This is a favorite topic of mine at the moment, based on how I see people using AI chat interfaces like ChatGPT. There seems to be too much you can do, and too few constraints, so in a kind of paradox of choice it becomes very hard for people to do anything useful.
The Terminal: Why Don’t We Use It?
I remember being a kid in the days where you still had to be able to navigate DOS to get PC games to play. There was lots of dir
, cd directory
, dir
, program.exe
until you were eventually rewarded with a cascade of text and the first graphics introducing the start of the game.
The terminal still exists today, but regular users rarely even see it, and probably wouldn’t know the first thing about how to interact with it. Anyone in a tech role recognizes that this black screen with a blinking cursor gives you access to everything, in a much deeper way than a gui ever can.
If it is so powerful, why doesn’t everyone use it regularly? Well, you kind of have to know a long list of incantations to make it do what you want. Everything has to be precisely coded in, in a very precise way. The basics of navigation require ls
and cd
, making and deleting directories has mkdir
, rm
and rm -rf
. That’s 4 (and a half) commands you have to just know for basic tasks that are “obvious” in a GUI.
Ordinary users moved away from the terminal because they don’t have to learn the incantations for every task they might want to do. GUI’s present everything to the user, with nicely signposted happy path that you just have to click on. A GUI actually presents a tradeoff, where we actually give up a lot of funcionality and optionality in the software we use in order to get something that does what we want with a lot less mental overhead.
Paper: Infinite Possibilities
Taking the terminal to the extreme, we could look at paper. Basically every work of literature, philosophy and discovery was written on physical paper up to just a few years ago. Paper and pen holds the nearly infinite capacity to record ideas, so potentially anyone can create any idea at any time on a piece of paper.
A terminal has a limit in that it can only run the programs that are installed on the computer. A piece of paper can take you in any direction, in any language, with pictures, diagrams or words. However, the lack of constraints means that you don’t just have to know incantations that give you shortcuts to complete tasks, you need to actually understand how to complete the entire task yourself.
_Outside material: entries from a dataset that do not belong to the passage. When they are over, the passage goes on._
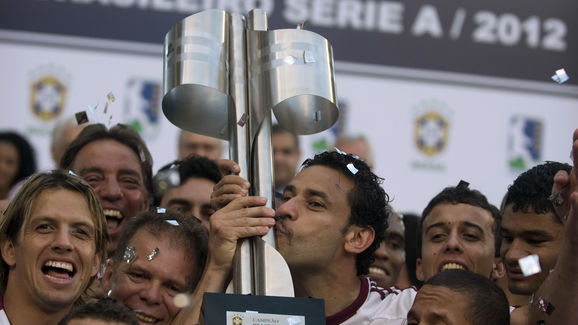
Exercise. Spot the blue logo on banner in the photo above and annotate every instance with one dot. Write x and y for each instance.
(47, 98)
(524, 142)
(431, 132)
(143, 105)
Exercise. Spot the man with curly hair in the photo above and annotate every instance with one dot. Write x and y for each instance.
(531, 226)
(331, 222)
(191, 195)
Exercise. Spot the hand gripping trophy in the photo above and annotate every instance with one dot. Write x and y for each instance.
(223, 75)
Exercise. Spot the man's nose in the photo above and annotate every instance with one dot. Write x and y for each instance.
(109, 190)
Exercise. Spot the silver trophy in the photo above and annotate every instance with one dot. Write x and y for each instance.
(223, 75)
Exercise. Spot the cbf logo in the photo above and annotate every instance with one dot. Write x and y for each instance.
(142, 106)
(237, 320)
(48, 94)
(525, 140)
(431, 132)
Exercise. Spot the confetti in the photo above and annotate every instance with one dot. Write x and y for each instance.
(81, 117)
(463, 184)
(140, 153)
(110, 97)
(129, 255)
(172, 222)
(352, 168)
(167, 179)
(317, 116)
(530, 265)
(556, 199)
(344, 153)
(289, 60)
(92, 108)
(294, 320)
(101, 270)
(560, 76)
(545, 306)
(181, 300)
(308, 57)
(340, 152)
(153, 254)
(243, 120)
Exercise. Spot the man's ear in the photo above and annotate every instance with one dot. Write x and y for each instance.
(8, 251)
(148, 199)
(499, 269)
(106, 280)
(418, 269)
(358, 239)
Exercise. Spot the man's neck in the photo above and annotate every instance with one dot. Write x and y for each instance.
(338, 290)
(22, 311)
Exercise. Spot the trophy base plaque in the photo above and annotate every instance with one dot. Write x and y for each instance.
(234, 309)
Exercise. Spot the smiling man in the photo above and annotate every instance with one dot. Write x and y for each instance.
(53, 238)
(458, 297)
(530, 225)
(390, 256)
(331, 222)
(118, 165)
(459, 230)
(160, 255)
(192, 194)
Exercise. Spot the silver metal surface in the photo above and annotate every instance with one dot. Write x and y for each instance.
(196, 76)
(239, 144)
(294, 70)
(223, 79)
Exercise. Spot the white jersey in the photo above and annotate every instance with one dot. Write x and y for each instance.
(376, 305)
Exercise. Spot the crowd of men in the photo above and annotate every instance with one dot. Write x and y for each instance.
(101, 235)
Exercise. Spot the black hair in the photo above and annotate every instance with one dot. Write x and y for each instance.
(461, 194)
(411, 228)
(533, 187)
(488, 304)
(121, 133)
(367, 199)
(104, 309)
(185, 231)
(193, 166)
(26, 155)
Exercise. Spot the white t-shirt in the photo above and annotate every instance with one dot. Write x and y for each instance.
(376, 305)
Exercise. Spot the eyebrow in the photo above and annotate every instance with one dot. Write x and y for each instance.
(472, 225)
(54, 220)
(321, 194)
(179, 201)
(394, 235)
(100, 170)
(442, 224)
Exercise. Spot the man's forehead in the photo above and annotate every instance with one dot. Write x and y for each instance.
(322, 179)
(395, 224)
(525, 219)
(131, 165)
(450, 213)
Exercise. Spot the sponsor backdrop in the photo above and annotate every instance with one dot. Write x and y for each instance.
(443, 92)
AI: Beyond the Chat Interface
So, it seems that there is a trade-off here:
- Terminal: great freedom, but need to understand terminal commands as shortcuts to complete more complicated tasks.
- GUI: limited freedom, but often don’t need to know anything at all to achieve an outcome.
AI is generally at a point where, like a terminal, we are greeted by a flashing cursor, waiting for us to pilot it through a series of steps to complete a task. It is extremely powerful at taking our inputs and acting on them. However, there is a difficulty in knowing what the AI is capable of doing, and how to phrase your requests so that it actually does them. This can be seen in ChatGPT, where you need to know that, say, ChatGPT can generate pictures, and also that to do it you need to ask it to “make me a picture of..”.
There will be a new generation of AI apps that will be more GUI-like, and users will gravitate to them. Somehow, apps will be designed to drive the conversation, limiting the power of AI to do anything, but giving regular, non-ai-experts a greater ability to do something.
Solutions
The solution is to cut down on the number of options presented to users, and create “opinionated” software. Here’s a few ideas, ranging from more active user engagement to more passive:
- GUIs: where we try to cut down the infinite possibilities to the point where a regular user can do something interesting with a couple of buttons.
- Flipping the driving seat: so that instead of users coming up with the ideas, the AI is the one asking questions and driving the conversation.
- Intent mapping: instead of having the user directly engage with the AI, the AI monitors their activity and behaviour, and tries to infer next best actions.
- Filters: instead of actively engaging a user, the AI sits in the background selectively allowing or filtering information from the user.
Ultimate, there is a lot more work to do here. I don’t think we’ve yet found the form factor that makes most sense for AI.